Although the country is open for visits, some restrictions within the country are imposed. All museums are closed, though at least some of them should reopen soon. In most states churches are closed too, except for masses, which means they can be visited early morning and in the evening. There are a few exceptions and inconsequences, e.g. in Rio cathedral and Candelaria church were open but Sao Bentos closed, in Brasilia cathedral closed but Dom Bosco open. In Wearing masks inside is mandatory, vast majority of Brazilians wears them outside, some even on beaches! Overall people are concerned and disciplined. We had temperature checks two times transiting a town and several times in hotels and national parks.
But apart from that everything is open, including all WHS (fortunately all of them are open-air).
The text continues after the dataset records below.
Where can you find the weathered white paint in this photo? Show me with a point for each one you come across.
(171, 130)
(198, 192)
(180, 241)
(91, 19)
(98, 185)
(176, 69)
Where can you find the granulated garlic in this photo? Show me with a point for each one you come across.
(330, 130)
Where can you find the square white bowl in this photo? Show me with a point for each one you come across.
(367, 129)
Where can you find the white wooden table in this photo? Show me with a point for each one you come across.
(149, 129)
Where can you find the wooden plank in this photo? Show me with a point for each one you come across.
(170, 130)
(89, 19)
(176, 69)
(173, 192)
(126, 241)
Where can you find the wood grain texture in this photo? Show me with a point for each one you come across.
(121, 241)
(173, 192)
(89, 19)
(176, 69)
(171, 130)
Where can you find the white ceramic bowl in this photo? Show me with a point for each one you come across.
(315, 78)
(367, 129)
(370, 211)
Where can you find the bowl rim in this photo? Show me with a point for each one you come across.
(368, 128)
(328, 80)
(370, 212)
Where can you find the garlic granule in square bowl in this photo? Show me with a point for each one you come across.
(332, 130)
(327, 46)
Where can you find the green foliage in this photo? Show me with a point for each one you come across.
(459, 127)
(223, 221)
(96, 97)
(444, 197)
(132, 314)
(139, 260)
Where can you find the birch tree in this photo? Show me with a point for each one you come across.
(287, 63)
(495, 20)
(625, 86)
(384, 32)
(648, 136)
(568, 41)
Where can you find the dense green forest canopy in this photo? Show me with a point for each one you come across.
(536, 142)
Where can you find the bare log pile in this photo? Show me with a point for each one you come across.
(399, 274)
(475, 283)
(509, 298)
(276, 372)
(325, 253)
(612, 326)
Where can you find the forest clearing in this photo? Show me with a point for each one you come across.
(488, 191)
Almost all national parks are open, I noticed only one exception - magnificent NP Cavernas do Peruacu (TWHS) is closed indefinitely.
During my 18-day trip (I came with my wife and children) we was able to cover 14 WHS - Rio, Valongo Wharf, Paraty, Congonhas, Ouro Preto, Pampulha, Diamantina, Goias, Brasilia, Cerrado, Serra da Capivara, Sao Francisco Square, Salvador and Discovery Coast. Detailed route is in this link:https://www.travellerspoint.com/map/#/trip/1295979
As you may have noticed, this trip required a rental car, which is in my opinion the most effective and cheapest way of transport, especially for the family of 4. WHS in Brazil are spread all over the country, so completing them all would require a lot of flying anyway. I rented a bigger automatic SUV, which cost me around 500 EUR for the whole 18 days from the biggest car rental company in Brasil (Localiza Hertz), with no mileage limit. SUV was a wise choice since sometimes I had to go off-road (in total at least 200 km), but always for non-WHS destinations. It can be avoided if you focus on WHS and main roads. Automatic transmission is also recommended as there are lots of road bumps (but not that many as in Mexico or Iran). Quality of roads varies, some have a lot of holes (especially the ones in Piaui, to and from Serra da Capivara), but overall it is decent. But they are narrow and full of trucks, which makes overtaking difficult, especially on curvy/hilly roads of Brazilian Highlands. Average speed is quite low, usually less than 70kmph, and maximum speed is frequently enforced by speed cameras. But if you leave main roads, you won't meet speed cameras or road police at all. Overall, driving was harder than in Argentina but easier than e.g. in Iran.
Brazilian real is at historical lows, which makes this country really cheap. Full tank of gas costs around 40 EUR, ethanol is around 30% cheaper. But fuel prices vary from 2.75 reals (Goias) to even 4.6 (downtown Rio) for 1 litre of ethanol. Accomodation is super cheap, you can easily find a quadruple room for 30-40 EUR. Food is relatively more expensive, but you can eat very cheap lunch on the road for even 10 EUR per family, while dinner on the beach/downtown can easily cost even four times more.
Language barreer is an issue, after you leave Rio nobody speaks English or any other language except Portuguese. Buying brazilian SIM card is recommended. You have to go to telecom sales points and buy and register SIM card there. Card is 10 reals, minimum charge additional 10 reals.
Although Brazil has bad reputation in terms of security, after leaving big cities (in our case Rio and Salvador) we felt completely safe. We had a wonderful trip, a big break from the European restrictions.
I will share details of going to particular WHS in the reviews, but if you have any questions, feel free to ask.